3. Build your digital native superpowers 

With remote work as our de facto mode and the absence of opportunities to *press palms*, the need for digital engagement with customers and prospects only increases in importance. An entrepreneur who understands the nuances of the digital world and builds that as a fundamental ingredient of their business plan will definitely have a leg up over other similar companies.

A good example of a company that built digital into their DNA is publicly-held Hubspot, the leading marketing, sales and customer service SaaS platform. As this just-released benchmark survey of their 70,000 customers illustrates, there has been a post-Covid surge in sales and marketing emails as well as Web site traffic. As the go-to solution for inbound marketing, sales, and service, Hubspot has thrived during these tough times, enjoying robust revenue growth and a significant uptick in their valuation which is currently at $8.4 billion.

One of our companies, Outreach, the market-leading sales engagement platform, similarly delivers a digital-native advantage to sales professionals. The company commissioned a recent Forrester study which illustrates an ROI of 387% over three years and a payback period of less than three months since initial investment.
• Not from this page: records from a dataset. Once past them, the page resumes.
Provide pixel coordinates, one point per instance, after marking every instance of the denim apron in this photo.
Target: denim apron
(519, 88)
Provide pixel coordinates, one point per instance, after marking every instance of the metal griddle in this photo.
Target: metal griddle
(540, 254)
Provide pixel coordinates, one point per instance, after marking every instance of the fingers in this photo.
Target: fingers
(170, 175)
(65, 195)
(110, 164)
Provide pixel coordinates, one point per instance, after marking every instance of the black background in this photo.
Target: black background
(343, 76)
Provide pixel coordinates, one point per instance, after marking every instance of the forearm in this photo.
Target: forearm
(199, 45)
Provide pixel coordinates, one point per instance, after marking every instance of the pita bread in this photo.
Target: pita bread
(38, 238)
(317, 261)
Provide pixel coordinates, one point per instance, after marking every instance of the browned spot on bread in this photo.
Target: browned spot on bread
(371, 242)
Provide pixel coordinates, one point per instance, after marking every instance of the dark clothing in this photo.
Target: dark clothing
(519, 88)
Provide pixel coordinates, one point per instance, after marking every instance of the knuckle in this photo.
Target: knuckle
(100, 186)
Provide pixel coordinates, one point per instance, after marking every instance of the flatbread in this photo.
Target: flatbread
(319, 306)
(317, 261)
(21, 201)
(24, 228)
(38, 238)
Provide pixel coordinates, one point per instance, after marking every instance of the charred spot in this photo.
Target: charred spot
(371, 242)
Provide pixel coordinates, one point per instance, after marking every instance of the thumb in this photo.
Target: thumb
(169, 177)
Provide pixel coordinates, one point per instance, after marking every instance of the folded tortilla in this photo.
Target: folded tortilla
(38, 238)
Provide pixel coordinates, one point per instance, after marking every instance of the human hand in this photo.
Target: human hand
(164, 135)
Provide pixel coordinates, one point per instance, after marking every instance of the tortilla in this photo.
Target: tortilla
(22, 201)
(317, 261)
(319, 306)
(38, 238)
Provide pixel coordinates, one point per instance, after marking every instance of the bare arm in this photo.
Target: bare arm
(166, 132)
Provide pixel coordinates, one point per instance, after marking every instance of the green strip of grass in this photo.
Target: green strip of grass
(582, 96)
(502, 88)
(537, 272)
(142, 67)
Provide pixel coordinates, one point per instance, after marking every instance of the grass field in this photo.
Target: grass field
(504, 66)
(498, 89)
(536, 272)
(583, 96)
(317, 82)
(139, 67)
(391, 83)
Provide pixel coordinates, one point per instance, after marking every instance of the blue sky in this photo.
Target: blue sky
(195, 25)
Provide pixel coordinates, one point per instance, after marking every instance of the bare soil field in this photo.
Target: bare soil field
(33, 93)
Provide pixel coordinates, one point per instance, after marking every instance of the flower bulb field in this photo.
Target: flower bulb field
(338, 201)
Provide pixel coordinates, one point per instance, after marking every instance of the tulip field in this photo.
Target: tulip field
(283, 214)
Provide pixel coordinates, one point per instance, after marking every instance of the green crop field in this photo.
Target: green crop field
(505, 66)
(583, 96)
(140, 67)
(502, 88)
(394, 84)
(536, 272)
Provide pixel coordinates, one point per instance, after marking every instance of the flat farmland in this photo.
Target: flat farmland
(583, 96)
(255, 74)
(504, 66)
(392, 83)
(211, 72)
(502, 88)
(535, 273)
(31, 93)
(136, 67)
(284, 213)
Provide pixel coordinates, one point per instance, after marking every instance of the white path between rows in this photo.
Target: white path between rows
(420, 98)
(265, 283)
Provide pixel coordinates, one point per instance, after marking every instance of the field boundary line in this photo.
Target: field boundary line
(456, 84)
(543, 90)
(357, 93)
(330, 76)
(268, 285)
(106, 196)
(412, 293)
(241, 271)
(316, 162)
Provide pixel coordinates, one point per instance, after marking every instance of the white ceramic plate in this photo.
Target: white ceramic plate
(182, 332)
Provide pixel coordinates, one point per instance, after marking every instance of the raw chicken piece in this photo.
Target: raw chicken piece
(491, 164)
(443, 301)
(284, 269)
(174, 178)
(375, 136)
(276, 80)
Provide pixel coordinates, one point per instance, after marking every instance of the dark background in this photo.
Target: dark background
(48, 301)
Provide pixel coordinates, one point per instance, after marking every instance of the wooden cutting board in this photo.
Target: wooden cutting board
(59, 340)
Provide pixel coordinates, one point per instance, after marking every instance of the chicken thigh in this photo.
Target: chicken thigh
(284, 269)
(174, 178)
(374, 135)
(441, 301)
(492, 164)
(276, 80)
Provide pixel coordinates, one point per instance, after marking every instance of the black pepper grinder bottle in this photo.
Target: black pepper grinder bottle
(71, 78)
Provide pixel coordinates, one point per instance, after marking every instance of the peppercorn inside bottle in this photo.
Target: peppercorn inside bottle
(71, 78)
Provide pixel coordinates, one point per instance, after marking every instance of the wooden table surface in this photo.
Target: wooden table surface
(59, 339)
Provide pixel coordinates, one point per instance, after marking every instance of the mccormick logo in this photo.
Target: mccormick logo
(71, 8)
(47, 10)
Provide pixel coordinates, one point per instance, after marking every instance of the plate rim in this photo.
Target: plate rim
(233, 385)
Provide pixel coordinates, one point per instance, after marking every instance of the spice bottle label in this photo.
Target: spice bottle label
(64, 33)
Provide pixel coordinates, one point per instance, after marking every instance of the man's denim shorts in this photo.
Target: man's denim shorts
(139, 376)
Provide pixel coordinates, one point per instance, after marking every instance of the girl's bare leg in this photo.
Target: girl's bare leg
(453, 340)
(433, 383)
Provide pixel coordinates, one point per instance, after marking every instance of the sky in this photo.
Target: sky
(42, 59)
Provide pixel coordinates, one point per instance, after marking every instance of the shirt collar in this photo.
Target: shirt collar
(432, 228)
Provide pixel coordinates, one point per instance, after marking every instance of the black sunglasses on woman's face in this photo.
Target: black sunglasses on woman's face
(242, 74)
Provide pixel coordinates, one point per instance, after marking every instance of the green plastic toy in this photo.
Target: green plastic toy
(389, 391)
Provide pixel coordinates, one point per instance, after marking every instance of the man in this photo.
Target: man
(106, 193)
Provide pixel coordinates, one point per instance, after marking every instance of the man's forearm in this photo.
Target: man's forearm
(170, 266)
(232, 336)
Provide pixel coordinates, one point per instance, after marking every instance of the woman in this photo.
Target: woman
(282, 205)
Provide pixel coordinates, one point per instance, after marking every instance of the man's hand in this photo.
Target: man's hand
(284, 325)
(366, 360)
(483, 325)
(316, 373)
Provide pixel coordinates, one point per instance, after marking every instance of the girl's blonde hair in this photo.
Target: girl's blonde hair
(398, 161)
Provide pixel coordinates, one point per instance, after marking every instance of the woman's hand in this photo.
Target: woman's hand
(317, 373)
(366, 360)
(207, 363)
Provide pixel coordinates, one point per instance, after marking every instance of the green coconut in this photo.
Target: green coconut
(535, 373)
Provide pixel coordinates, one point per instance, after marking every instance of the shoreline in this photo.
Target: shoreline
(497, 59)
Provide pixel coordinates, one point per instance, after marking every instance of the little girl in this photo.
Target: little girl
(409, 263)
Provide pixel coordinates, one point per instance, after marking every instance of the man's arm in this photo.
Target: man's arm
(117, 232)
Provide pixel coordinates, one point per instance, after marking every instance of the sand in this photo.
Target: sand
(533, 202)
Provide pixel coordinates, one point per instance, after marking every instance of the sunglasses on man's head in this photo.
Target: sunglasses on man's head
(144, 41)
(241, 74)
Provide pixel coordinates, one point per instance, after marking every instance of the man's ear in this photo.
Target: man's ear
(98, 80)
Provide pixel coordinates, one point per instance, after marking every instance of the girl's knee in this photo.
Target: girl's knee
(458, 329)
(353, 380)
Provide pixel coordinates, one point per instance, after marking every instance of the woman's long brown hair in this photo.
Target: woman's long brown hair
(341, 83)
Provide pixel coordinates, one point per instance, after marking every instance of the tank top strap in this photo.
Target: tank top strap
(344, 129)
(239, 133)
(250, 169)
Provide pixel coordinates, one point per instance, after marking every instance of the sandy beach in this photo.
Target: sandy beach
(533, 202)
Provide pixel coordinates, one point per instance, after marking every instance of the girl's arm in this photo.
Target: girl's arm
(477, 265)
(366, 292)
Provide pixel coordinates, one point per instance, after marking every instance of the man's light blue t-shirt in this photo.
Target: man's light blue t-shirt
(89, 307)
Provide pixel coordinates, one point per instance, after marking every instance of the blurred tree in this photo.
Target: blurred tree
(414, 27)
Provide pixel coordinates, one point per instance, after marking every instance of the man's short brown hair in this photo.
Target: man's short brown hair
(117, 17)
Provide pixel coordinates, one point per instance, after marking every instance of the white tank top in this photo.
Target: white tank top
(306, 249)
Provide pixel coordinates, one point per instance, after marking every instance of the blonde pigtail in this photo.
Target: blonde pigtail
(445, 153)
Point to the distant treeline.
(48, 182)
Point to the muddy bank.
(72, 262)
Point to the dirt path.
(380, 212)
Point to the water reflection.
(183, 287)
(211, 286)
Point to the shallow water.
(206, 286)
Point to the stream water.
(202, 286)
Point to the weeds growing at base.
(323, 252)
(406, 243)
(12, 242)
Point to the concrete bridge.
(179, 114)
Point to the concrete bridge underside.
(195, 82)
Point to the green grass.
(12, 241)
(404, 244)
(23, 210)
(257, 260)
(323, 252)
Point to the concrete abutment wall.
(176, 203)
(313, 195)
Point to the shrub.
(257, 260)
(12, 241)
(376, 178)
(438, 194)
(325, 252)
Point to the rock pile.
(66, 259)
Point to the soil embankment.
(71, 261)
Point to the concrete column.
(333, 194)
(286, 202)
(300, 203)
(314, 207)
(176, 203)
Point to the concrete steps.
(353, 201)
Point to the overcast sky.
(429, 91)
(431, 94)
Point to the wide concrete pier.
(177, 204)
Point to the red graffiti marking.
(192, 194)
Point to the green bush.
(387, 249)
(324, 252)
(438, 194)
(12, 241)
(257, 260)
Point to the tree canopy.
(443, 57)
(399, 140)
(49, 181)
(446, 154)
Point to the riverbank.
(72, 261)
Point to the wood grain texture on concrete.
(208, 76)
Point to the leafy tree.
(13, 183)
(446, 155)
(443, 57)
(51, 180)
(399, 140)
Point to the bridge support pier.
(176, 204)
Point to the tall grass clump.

Over 4,000 customers such as Adobe, Tableau, DoorDash, Splunk, DocuSign, and SAP depend on Outreach to deliver dramatic increases in sales productivity and smarter, more insightful engagement with customers.One of Outreach’s customers, Amazon Web Services, recently spoke about how excited they were to be working with Outreach because it helps them deliver high effectiveness and efficiency through this time of unprecedented change.

We partnered with CEO Manny Medina in 2015, and he knew then that to deliver rapid results, companies needed to fundamentally change the way their sales teams interacted with customers — they needed a robust AI-powered “system of action” like Outreach to drive efficiency and visibility across their organizations.  

4. Prioritize capital efficiency as a core value

I have always been a fan of entrepreneurs who focus on key priorities to extend the runway of the capital they raise (one of my core beliefs is that start-ups die of indigestion, not starvation). With the current climate where large rounds and growth capital is scarce, this is an even more critical consideration.

A good example of this is Atlassian, development and collaboration leader, which was bootstrapped with $100,000 in credit card debt from the founders and got to profitability before raising its first venture round in 2010. An example from our portfolio is Rancher, the leader in Kubernetes management, whose revenues exceed the amount of capital they have spent since inception. 

5. Remember that people make products, products don’t make people

This is a core belief of Mayfield, and the resulting motto of people first is one which guides us everyday. When you invest at the idea stage of a company, the first consideration is always about the founding team. We realize that company building takes time so we bet on the jockey, rather than the race track. Some questions going through our minds include: What drove this founder to pursue this specific idea? What motivates them to take on the struggle of being an entrepreneur? Who are their mentors and inspirations? Will they stay for the long journey or sell out early if they have initial success? Will they be a compassionate leader? Do they have a growth mindset to navigate uncertainty? So if you can be open and candid in your interactions with investors, it will help you get into a mutual zone of trust sooner.  

The best investors combine radical candor with being loyal to a fault when interacting with entrepreneurs. So when you have a painkiller idea, a business model or product innovation, a digital native DNA, and a capital efficient plan, remember to seek out and partner with someone who invests in relationships, not transactions.

Navin Chaddha is the managing director at Mayfield Fund where he has raised over $2.2 billion in new capital. He has also been named a Young Global Leader by the World Economic Forum.